Para a ex- ministra, a discussão em Angola sobre as autoridades tradicionais devia exigir um estudo aturado e de coabitação para a coexistência normativa entre o direito formal e o direito costumeiro, este último exercido apenas pelos sobas, por razões históricas. “Se por um lado ao Estado formal se exige uma Constituição para declarar e instituir os direitos, liberdades e garantias dos cidadãos, delimitar os poderes do Estado ( legislativo, executivo e judicial), por outro lado, as autoridades tradicionais existem e exercem o seu poder por via de uma legitimidade ancestral, histórico- carismática, das dinastias, gerações ou famílias, que descendem das ancestrais autoridades fundadoras da comunidade”, referiu a ex- ministra.
O exercício de poder das autoridades tradicionais “não é plural”, sublinhou Carolina Cerqueira, é “restrito às elites de matriz cultural e de linhagem que, legitimadas pelos conselhos eleitorais tradicionais, assenta em práticas de exclusão para quem não pertença à linhagem ou à comunidade étnica”. Contudo, é um facto que o processo colonial português veio a contribuir para que as autoridades tradicionais acabassem por ser “completamente deturpadas, desfeitas e rearranjadas”, vincou Carolina Cerqueira, acrescentando que em consequência algumas acabaram por ultrapassar as fronteiras do território nacional.
A ex- ministra da Cultura referiu que com a implantação das autarquias locais, cujas primeiras eleições estão previstas para 2020, a regulação da função administrativa formal das autoridades tradicionais venha a garantir a coesão social e contribua para a coesão nacional.
A titular da pasta da Cultura chamou a atenção para a multiplicidade de poderes, numa sociedade multiétnica e pósconflito como Angola, enaltecendo ( ordens superiores a isso obrigam) a posição do Governo sobre o gradualismo na implementação das autarquias, o principal ponto de divergência entre o executivo, partidos da oposição e algumas organizações da sociedade civil.

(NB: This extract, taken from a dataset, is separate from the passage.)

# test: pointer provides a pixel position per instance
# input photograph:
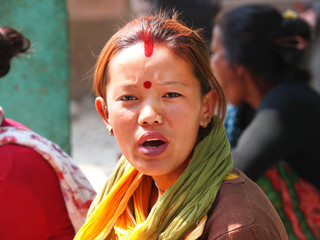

O funcionamento das autoridades tradicionais levantava ainda dúvidas, segundo Carolina Cerqueira, tendo em conta o conflito armado e mesmo depois do seu fim, que deu origem à mobilidade demográfica trans- étnica, questionando como agiram nesse período, como exerciam o poder nos novos lugares e junto de que populações. O Estado angolano reconhece a importância do poder local, apesar da lógica do seu funcionamento se reger por princípios próprios, que muitas vezes chocam com os princípios democráticos e com as regras do Estado de direito, admitiu Carolina Cerqueira. Nesse sentido, Carolina Cerqueira propôs a revisão do Estatuto das Autoridades Tradicionais, aprovado em 2008, para a sua adaptação ao novo quadro constitucional e jurídico do país.